Strona:PL Jan Chryzostom Pasek-Pamiętniki (1929) 587.jpeg

Z Wikiźródeł, wolnej biblioteki
Ta strona została uwierzytelniona.

Lacedemończyk jeden, w bitwie pokonany,
Leżąc na placu, cierpiąc już śmiertelne rany,
Prosi nieprzyjaciela, by go wywrocono
I jeszcze z raz horężem w piersi uderzono.

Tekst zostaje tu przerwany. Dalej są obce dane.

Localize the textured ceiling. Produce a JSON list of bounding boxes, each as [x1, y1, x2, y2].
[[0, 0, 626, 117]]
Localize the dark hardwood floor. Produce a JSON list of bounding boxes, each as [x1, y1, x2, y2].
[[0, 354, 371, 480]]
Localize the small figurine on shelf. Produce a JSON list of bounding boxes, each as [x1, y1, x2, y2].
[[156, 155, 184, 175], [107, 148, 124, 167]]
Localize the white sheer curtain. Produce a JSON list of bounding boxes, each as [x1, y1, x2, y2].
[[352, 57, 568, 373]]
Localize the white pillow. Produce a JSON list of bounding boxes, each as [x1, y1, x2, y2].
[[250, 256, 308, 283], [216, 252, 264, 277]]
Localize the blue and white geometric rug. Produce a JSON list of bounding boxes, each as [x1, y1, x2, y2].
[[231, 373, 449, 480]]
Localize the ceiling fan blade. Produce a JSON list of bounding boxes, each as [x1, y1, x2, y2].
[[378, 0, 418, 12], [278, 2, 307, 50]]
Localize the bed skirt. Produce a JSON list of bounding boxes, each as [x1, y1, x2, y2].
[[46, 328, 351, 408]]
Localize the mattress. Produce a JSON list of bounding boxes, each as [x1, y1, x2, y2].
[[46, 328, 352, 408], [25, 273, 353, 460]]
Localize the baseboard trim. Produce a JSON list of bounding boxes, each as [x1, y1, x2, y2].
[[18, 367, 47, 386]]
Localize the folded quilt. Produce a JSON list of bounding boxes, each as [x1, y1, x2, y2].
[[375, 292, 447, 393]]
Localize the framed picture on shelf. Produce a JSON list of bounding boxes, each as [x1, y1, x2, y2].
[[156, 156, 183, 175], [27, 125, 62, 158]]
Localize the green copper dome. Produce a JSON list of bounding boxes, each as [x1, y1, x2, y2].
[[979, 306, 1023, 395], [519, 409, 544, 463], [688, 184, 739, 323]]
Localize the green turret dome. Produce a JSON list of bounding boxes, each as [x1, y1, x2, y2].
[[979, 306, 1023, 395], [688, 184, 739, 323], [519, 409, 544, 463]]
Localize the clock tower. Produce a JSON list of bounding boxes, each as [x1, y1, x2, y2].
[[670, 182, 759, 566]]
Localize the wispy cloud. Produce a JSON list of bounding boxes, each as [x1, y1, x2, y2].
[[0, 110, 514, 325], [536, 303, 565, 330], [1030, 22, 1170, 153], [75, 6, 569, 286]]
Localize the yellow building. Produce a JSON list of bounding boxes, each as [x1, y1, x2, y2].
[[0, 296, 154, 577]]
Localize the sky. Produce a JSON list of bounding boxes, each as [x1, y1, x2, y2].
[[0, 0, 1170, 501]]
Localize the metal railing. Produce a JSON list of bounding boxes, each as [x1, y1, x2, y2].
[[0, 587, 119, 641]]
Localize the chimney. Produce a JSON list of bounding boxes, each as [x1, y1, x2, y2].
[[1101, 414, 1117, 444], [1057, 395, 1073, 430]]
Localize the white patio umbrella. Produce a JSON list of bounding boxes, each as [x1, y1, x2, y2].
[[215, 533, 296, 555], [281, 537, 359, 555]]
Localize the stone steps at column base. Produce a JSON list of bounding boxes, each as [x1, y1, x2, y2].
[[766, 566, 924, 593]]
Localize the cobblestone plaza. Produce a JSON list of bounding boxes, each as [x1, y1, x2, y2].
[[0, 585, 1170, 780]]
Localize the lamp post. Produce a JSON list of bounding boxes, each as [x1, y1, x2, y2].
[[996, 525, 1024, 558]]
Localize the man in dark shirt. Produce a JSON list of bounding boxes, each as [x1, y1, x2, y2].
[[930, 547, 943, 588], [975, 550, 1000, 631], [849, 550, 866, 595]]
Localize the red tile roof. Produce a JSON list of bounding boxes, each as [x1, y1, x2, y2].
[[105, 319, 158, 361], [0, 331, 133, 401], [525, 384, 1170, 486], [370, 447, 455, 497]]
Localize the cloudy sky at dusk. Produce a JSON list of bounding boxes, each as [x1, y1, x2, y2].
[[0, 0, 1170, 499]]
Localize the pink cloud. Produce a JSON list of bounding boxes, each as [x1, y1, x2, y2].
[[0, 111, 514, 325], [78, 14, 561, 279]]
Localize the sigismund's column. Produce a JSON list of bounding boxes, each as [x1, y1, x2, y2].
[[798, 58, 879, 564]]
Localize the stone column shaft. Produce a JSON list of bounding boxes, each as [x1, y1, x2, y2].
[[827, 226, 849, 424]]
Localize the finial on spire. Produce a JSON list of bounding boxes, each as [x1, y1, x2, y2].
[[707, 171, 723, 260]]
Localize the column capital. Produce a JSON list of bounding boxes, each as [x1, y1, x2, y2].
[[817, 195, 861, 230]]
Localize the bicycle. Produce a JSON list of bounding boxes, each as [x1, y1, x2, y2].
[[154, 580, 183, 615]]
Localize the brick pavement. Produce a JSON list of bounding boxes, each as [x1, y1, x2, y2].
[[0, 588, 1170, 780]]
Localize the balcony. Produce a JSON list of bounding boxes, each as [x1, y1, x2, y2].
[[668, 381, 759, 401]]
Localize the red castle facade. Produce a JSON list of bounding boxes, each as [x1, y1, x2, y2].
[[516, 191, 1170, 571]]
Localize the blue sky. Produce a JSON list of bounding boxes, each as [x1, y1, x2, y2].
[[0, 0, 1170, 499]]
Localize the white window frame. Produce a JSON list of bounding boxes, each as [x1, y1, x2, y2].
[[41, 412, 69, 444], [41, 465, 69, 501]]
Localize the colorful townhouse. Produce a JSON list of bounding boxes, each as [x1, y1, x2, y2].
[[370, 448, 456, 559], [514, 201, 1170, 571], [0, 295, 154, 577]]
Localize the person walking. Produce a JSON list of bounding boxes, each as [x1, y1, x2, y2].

Pytają go: »Na co to?« — Powie, że »dlatego,
Żebym u inszych uszedł rozumienia złego
I żeby się nie wstydził moj hetman kochany,
Widząc u trupa same tylne tylko rany«.

Jeszcze i nasze wieki w takich nie zgłodniały
Rycerzow, jakich tamte, co przed nami, miały;
Mocnym lwem i niedźwiedziem kto się pieczętuje,
Nie zamrużone oko w bitwie pokazuje.

A czemuż Płomieńczykiem ten herb jest nazwany?[1]
Temu, że jasny płomień z gęby pokazany;
Czego są dwie przyczyny: żeby przy mężności
Tej zawsze jako płomień, byli żarliwości

Jego zacni klienci, proponując żyzny
Do chwały Boskiej zaszczyt i miłej ojczyzny,
Żeby ten przyrodzony przymiot w sobie mieli:
Miłością przeciw Bogu, bliźniemu gorzeli;

Druga, żeby się ognia nigdy nie wzdrygali
I w mężnej stateczności przez wszystek czas trwali,
By im saletra ani siarka nie śmierdziała —
To im Płomieńczykowa reguła przydała.

Jest tu i ognia dosyć, i dosyć ochoty
Do Marsowego dzieła i jego roboty;
Jest z tego Płomieńczyka pożytek obfity,
Jest Bogu i ojczyźnie trybut należyty.

Ma niebo dość jasności, a przecię tem bardziej
Płomieniem domu tego, widziemy, nie gardzi;

  1. W rkpsie na boku dopisano: »Lwia głowa, z gęby płomień«.